Thousands of gamblers placed bets on collegiate and professional sports games through the operation, according to police. At the height of the operation, Bansal and his organization were bringing in "tens of thousands of dollars" every week, police said.
Following a two-year investigation into illegal gambling on football and basketball in Virginia, Maryland and North Carolina, more than 100 officers and detectives served more than two dozen search warrants in the three states. Police arrested the Bansals and five other co-defendants on Feb. 8, 2006.
The case was originally slotted for action in Fairfax County, but was transferred to federal court in May 2007.
Patriarch Raj Bansal faces up to 20 years in prison and agreed to forfeit $2.5 million. As part of his plea agreement, Bansal has agreed to cooperate with the government, according to Rosenberg.
ELEVEN CO-DEFENDANTS have pleaded guilty during the investigation.

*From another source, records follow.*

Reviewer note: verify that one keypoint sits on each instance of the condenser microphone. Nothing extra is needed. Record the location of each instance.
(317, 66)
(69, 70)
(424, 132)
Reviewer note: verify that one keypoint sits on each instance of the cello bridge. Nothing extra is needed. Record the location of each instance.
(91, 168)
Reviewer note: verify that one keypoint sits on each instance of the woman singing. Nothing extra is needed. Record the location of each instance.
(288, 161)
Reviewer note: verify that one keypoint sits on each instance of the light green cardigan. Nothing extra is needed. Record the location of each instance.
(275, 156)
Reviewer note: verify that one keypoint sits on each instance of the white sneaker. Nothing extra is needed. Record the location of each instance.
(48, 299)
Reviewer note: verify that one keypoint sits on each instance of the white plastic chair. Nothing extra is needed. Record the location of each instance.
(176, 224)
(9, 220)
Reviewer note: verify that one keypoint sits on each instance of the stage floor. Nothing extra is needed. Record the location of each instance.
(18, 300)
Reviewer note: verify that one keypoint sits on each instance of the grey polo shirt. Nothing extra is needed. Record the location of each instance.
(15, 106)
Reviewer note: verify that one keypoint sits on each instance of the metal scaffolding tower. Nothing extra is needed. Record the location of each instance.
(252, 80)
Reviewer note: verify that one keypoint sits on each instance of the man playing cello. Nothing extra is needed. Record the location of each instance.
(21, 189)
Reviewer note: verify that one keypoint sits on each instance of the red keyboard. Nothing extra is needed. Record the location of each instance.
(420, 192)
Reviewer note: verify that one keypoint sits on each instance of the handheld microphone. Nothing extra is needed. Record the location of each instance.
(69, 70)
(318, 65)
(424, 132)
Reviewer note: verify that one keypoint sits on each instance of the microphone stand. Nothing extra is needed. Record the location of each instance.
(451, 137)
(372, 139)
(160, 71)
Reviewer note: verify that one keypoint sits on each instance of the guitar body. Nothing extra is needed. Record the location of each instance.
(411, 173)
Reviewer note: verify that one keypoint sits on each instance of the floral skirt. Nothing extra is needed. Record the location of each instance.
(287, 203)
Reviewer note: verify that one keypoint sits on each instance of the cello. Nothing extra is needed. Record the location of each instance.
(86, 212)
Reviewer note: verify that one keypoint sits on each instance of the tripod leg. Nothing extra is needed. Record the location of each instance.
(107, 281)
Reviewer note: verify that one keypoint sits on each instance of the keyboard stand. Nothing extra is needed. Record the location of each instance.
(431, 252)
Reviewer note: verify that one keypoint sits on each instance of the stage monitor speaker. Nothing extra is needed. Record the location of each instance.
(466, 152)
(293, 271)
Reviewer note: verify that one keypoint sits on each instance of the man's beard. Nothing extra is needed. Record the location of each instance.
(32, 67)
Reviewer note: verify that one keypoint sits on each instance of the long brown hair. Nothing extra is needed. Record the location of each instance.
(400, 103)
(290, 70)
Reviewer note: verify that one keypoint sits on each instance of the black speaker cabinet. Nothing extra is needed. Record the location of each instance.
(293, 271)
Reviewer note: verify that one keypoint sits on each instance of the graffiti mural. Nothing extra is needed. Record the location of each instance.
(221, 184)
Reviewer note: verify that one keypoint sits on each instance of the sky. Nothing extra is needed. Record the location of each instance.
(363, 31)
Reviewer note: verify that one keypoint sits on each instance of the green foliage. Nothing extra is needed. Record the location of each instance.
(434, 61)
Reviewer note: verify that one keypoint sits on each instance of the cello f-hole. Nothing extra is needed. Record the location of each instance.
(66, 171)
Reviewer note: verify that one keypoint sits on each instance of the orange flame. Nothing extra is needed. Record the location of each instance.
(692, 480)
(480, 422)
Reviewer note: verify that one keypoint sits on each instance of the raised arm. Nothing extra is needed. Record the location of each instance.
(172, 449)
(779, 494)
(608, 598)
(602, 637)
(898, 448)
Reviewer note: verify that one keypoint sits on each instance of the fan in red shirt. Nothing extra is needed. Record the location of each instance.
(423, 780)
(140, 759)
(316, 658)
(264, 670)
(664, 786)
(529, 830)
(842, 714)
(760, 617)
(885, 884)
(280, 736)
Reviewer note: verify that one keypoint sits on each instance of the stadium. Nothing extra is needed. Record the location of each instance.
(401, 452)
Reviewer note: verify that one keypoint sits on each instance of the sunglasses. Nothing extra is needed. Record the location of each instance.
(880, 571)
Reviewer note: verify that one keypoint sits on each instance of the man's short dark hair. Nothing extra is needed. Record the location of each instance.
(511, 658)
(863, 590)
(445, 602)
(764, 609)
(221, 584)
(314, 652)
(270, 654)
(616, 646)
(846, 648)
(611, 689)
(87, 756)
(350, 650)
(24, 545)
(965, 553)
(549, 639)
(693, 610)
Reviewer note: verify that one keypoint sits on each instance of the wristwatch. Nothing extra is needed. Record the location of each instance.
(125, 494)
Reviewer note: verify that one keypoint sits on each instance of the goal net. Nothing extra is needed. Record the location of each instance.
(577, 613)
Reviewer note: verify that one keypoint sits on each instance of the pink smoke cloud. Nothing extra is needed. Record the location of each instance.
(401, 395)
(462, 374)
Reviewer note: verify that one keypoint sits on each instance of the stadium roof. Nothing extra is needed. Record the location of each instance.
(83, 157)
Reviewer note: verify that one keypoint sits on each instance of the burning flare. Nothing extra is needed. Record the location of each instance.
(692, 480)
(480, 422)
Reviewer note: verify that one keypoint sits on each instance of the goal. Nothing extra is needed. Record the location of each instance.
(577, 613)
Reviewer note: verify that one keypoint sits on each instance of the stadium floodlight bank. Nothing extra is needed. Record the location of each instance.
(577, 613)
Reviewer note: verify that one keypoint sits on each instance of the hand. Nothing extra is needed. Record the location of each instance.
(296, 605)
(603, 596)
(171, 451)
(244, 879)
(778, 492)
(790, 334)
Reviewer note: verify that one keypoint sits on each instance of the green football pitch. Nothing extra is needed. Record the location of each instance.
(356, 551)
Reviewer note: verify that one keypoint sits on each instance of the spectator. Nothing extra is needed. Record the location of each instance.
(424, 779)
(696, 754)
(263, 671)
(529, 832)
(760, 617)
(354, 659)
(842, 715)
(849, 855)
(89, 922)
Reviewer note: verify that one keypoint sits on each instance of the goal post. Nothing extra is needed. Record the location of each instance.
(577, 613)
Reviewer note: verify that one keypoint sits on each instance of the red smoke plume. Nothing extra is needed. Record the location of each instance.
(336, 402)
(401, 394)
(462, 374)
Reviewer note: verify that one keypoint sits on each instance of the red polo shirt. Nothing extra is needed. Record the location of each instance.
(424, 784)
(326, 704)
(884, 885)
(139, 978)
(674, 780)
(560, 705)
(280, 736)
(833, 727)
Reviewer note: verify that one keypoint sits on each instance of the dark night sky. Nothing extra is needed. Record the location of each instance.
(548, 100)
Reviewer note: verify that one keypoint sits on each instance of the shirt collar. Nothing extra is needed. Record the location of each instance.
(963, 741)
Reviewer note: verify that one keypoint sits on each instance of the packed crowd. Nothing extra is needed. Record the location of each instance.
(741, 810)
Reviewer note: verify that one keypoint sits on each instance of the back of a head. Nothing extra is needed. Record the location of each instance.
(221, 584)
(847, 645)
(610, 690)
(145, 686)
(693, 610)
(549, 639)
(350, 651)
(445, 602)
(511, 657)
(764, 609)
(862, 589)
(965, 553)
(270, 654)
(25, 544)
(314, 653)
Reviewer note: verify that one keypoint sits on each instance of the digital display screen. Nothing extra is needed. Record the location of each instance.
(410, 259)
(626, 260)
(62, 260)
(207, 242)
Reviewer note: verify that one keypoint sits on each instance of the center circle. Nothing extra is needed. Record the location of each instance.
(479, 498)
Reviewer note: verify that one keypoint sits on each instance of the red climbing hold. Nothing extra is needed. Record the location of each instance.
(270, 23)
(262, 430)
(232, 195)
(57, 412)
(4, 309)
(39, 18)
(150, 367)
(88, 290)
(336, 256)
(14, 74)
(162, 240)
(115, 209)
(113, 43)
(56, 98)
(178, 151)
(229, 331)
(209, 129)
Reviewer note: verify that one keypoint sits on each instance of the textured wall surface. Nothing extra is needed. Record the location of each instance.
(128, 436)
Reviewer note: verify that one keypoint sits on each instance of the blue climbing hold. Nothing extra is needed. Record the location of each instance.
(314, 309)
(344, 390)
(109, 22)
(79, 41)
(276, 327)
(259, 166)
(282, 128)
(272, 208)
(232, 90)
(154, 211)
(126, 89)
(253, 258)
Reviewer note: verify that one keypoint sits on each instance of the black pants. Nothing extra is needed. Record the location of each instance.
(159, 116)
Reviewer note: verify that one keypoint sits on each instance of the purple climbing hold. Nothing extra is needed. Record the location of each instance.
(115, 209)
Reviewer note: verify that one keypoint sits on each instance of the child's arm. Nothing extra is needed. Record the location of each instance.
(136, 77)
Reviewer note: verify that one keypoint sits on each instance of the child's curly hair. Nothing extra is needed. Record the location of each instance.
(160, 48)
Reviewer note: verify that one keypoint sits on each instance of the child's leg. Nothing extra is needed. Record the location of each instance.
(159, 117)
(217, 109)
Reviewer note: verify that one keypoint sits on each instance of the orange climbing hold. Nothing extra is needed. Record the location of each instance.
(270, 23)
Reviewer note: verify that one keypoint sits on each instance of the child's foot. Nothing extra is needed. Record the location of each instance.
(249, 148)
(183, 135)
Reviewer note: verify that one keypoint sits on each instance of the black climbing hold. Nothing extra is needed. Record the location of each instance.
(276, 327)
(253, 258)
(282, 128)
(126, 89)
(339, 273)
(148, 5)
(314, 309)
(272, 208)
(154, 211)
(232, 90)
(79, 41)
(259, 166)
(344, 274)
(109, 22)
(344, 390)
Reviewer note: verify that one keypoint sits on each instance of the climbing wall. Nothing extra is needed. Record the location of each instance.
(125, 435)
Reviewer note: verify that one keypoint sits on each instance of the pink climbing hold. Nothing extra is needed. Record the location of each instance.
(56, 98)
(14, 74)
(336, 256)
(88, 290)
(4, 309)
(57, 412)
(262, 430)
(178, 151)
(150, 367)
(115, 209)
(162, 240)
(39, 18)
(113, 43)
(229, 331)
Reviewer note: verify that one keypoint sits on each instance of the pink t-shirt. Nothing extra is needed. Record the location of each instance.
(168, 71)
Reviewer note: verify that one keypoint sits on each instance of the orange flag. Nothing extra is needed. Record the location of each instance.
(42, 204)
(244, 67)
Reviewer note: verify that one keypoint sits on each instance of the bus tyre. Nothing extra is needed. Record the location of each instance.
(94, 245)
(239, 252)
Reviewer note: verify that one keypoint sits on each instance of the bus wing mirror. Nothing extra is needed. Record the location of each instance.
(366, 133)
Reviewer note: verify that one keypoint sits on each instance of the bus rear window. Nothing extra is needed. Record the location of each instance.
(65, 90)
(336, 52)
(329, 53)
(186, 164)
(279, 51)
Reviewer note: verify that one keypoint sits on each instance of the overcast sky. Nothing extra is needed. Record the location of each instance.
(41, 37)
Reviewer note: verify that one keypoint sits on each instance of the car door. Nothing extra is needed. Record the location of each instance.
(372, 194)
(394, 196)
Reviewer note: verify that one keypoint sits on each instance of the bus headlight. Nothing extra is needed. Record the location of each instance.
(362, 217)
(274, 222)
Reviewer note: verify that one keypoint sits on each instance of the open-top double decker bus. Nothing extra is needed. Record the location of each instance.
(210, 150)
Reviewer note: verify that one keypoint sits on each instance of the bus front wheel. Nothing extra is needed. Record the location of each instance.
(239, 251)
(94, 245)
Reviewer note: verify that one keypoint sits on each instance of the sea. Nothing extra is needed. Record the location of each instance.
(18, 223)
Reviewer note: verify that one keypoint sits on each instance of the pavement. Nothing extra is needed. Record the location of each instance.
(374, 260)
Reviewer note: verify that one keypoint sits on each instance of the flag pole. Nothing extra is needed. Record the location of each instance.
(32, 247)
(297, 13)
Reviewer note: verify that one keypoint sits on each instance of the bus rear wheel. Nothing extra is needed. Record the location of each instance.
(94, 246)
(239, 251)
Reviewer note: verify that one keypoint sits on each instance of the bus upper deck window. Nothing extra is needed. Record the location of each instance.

Rajan Harjani, 49 of Springfield, pleaded guilty Friday in the same courtroom where the Bansal sons were sentenced.
Sharon Rudolph Connelly, 67 of Springfield, Donovan Anthony Moncrieffe, 39 of Alexandria, and Pillai Balakrishnan Nair, 64 of Alexandria, all face trial later this month on racketeering and money laundering conspiracy charges.
Connelly, the former director of the Office of Inspector and Auditor at the United States Nuclear Regulatory Commission, owned several businesses and used them to make mortgage loans to gamblers as a ploy to collect their gambling debts, according to Rosenberg.
The conspiracy was apparently based out of Raj Bansal's home in Annandale, according to police reports.